While I was making my matcha the other morning (and being the drama queen that I am), I realized the ratio was off.
I had added too much water.
That tiny imperfection—along with what felt like the other four thousand things that inevitably went wrong that day—sent me spiraling into the thought: Why do I feel this way? Why is so much of my joy tied to getting things “just right”?
Deadlines approaching. Expectations pressing in. That all-too-familiar feeling like people are watching, waiting, grading me. In my mind, if I don’t hit the invisible benchmark, I’m letting someone down.
Here’s the funny part: the matcha was actually good—maybe one of the best I’ve made.
It made me think about how holding onto an expectation for an outcome can blind us to the goodness already in front of us—and, worse, how it can keep us from letting God work according to His will instead of demanding He conform to ours.
The Boost Trap
No matter how much I think I’m doing “all the right things,” God keeps showing me that I’m still relying on outside entities—praise, approval, even the dopamine rush of checking things off a list—to feel okay.
Then I go back to my reference Scripture, Matthew 11:28-30:
“Come to Me…”
How much am I actually paying attention to that part? Meditating on the fact that God is inviting me in—wanting me to come, desiring to care for me.

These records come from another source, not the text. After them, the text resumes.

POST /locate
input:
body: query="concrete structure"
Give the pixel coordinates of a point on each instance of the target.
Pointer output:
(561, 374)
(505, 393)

I love how willing I am now to lay things at the feet of Jesus. That didn’t used to be me.
I used to internalize everything—sitting in pain and anxiety until it made me physically unwell. I thank God that I surrendered.
Learning what God thinks of me helps, but it’s knowing Jesus for myself that has truly shifted my life. Goals and lists are great tools to keep me on track, but they should never substitute the peace and release that comes when I leave it all with Him.